Anastasia Kostaki

Personal information
- Full name: Anastasia Kostaki
- Born: March 26, 1978 (age 47) Athens, Greece

Sport
- Position: Guard
- Team: Panathinaikos

= Anastasia Kostaki =

Greek basketball player (born 1978)

Anastasia Kostaki (Αναστασία Κωστάκη; born March 26, 1978) is a former Greek professional basketball player, currently serving as an assistant coach for Panathinaikos. She is 1.72 m (5 ft 7 ¾) in height and 65 kg (144 pounds) in weight.

==Biography==
Kostaki started playing basketball at the age of nine and if she was not a basketball player she says she would have been a dancer or actress. She wants to work at the Greek Sports federation after retiring from basketball. She is the daughter of Konstantinos and Katerina and sister of Dimitra and Nikos. She became the first Greek player to play in the WNBA in 2006 when she played with the Houston Comets.

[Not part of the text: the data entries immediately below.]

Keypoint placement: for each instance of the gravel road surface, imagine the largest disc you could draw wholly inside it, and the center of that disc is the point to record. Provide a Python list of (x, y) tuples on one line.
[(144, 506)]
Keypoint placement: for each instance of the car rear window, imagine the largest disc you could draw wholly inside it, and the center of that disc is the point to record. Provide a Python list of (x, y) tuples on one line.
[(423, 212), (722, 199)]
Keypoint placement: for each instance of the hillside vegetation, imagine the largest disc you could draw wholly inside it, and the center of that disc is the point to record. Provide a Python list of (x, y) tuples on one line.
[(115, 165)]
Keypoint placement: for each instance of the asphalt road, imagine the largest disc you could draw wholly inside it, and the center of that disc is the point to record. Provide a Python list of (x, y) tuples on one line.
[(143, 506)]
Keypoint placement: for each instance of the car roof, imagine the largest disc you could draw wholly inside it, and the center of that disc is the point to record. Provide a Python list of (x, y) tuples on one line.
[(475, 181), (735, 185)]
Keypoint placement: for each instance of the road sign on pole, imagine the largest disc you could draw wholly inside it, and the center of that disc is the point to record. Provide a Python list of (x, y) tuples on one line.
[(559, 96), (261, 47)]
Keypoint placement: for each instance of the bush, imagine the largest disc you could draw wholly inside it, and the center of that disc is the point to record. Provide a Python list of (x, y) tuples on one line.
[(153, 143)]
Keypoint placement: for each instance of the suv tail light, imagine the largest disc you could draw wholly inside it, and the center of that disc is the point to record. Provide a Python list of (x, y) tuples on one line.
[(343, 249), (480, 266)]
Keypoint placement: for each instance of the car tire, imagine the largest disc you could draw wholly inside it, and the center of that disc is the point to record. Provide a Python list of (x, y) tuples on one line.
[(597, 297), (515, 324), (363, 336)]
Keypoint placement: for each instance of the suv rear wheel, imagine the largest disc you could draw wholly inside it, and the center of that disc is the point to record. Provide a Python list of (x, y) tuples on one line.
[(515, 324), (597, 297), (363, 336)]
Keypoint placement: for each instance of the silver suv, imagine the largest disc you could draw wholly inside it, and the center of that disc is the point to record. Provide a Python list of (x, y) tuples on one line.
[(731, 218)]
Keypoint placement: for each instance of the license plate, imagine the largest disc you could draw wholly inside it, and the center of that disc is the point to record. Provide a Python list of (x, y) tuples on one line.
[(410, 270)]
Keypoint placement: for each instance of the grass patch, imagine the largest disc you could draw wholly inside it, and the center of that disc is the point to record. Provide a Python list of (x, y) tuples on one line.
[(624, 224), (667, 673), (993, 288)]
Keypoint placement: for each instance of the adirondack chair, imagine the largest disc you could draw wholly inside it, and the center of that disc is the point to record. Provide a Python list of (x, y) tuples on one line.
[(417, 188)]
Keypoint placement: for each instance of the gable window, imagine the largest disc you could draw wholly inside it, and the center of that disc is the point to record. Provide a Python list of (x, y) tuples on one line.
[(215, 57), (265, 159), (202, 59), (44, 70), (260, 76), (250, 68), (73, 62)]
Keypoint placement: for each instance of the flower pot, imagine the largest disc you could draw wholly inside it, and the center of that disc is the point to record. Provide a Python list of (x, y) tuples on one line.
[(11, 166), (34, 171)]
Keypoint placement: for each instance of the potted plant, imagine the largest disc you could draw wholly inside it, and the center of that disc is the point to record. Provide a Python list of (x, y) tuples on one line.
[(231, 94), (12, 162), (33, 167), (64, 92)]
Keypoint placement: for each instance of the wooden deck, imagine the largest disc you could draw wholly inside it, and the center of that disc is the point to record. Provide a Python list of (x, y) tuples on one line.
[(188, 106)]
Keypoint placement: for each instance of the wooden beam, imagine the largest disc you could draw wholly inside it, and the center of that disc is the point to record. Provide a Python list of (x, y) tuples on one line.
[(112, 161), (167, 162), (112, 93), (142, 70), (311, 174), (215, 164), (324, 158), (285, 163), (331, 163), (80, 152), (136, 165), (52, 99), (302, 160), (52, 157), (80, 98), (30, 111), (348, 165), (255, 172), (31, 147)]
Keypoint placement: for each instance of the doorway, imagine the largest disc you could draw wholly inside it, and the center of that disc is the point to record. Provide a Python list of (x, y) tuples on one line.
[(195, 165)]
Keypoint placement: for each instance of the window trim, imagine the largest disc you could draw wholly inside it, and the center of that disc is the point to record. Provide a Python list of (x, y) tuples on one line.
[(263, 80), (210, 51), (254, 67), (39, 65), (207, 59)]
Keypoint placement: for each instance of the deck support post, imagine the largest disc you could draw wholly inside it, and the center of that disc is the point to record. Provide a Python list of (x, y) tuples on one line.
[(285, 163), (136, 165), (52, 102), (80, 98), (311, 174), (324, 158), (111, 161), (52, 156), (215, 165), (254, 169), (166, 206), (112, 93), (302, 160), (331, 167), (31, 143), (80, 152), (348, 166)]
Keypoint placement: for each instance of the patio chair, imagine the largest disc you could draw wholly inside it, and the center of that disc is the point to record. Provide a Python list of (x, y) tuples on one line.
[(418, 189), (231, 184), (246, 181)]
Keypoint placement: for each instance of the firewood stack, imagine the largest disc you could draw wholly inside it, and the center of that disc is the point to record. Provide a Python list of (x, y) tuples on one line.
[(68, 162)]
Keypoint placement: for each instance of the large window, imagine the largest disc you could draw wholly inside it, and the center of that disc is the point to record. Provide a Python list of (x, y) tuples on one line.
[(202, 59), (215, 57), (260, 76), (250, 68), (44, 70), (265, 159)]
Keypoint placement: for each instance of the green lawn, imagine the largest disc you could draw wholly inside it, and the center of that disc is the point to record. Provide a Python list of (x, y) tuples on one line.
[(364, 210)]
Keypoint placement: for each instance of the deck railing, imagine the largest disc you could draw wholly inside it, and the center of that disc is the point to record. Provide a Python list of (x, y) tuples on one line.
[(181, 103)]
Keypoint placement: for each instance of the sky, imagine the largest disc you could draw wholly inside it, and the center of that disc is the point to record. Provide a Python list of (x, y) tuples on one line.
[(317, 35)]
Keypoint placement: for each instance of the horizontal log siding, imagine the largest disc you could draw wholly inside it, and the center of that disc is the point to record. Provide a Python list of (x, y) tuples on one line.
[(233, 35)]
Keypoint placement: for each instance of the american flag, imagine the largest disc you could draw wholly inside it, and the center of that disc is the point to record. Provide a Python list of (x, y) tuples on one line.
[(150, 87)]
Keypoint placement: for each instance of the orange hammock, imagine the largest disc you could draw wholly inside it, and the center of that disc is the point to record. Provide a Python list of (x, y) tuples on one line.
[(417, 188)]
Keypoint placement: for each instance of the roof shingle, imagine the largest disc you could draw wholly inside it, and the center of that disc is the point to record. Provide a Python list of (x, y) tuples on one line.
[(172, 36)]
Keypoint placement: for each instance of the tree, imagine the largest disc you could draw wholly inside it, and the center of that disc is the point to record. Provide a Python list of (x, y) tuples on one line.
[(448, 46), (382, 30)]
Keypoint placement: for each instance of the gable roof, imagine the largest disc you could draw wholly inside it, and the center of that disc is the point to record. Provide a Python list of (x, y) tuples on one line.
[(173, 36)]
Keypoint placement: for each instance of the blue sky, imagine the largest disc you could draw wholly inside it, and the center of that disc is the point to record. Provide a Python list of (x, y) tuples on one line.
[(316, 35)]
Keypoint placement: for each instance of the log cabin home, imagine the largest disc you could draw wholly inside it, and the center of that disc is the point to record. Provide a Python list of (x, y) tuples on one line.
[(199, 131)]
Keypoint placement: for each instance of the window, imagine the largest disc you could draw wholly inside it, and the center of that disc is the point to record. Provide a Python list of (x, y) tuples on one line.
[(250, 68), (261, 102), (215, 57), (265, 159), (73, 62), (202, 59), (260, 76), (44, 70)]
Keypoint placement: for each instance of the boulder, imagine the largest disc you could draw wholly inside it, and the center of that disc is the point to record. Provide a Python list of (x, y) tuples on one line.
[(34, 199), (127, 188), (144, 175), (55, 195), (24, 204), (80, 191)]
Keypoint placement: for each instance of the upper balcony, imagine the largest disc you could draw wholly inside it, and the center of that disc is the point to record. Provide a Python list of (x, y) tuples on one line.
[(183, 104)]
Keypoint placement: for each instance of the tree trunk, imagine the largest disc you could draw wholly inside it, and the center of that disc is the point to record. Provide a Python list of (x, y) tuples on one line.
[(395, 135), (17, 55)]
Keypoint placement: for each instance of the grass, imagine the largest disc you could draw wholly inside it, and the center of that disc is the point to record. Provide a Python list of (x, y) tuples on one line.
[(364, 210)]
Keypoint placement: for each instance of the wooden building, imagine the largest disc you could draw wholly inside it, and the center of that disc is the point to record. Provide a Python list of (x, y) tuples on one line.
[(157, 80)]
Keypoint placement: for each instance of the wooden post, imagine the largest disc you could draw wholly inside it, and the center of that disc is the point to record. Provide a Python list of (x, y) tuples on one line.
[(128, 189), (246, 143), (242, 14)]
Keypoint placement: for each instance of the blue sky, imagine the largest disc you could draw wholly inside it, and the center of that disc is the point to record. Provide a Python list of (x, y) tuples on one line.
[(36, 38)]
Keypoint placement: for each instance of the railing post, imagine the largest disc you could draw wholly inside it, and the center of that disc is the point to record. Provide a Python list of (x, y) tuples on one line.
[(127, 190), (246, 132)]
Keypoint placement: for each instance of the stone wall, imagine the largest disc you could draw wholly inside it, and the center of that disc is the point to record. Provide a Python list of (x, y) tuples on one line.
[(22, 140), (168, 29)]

Her sports role model is Nikos Galis. Her favorite band is The Doors, but she also enjoys Greek music. Her favorite film is Beautiful Life and her favorite food is pasta and chicken. When not playing basketball, she enjoys reading, using the internet and going to movies.

==Career pro club teams==
- 1990-1997: D.A.S. Ano Liosion
- 1997-1999: A.C. Akademia 1975
- 1999-2002: Asteras Exarchion
- 2002-2003: Cavigal Nice Sports Basket
- 2003-2004: Delta Alessandria
- 2004-2005: ASD Basket Parma
- 2005-2006: Pays d'Aix Basket 13
- 2006-2006: USA Houston Comets (WNBA) [Summer 2006]
- 2006-2006: CSKA Samara
- 2006-2007: Dynamo Moscow Region
- 2007-2007: Dobrí anjeli Košice (only 2 games)
- 2008-2009: Panathinaikos
- 2009–2013: Dobrí anjeli Košice
- 2014-2015: Panathinaikos
- 2015-2016: Proteas Voulas

==Greece national team history==
- 1996 FIBA Europe Under-18 Championship for Women (qualifying round, challenge round and final round)
- 1999 FIBA European Championship (qualifying round and challenge round)
- 2001 FIBA European Championship (semi-final round, qualifying round and final round)
- 2003 FIBA European Championship (final round)
- 2004 Athens Olympics

==Awards and accomplishments==
- 2001-02 season: Third best scorer in the league (with 2 games missed), first in assists, first in fouls won (8 pg), first in free throws made and third in FT%, 6th in steals, etc.
- 2002-03: Named All-Star player and 1st team of preseason tournament.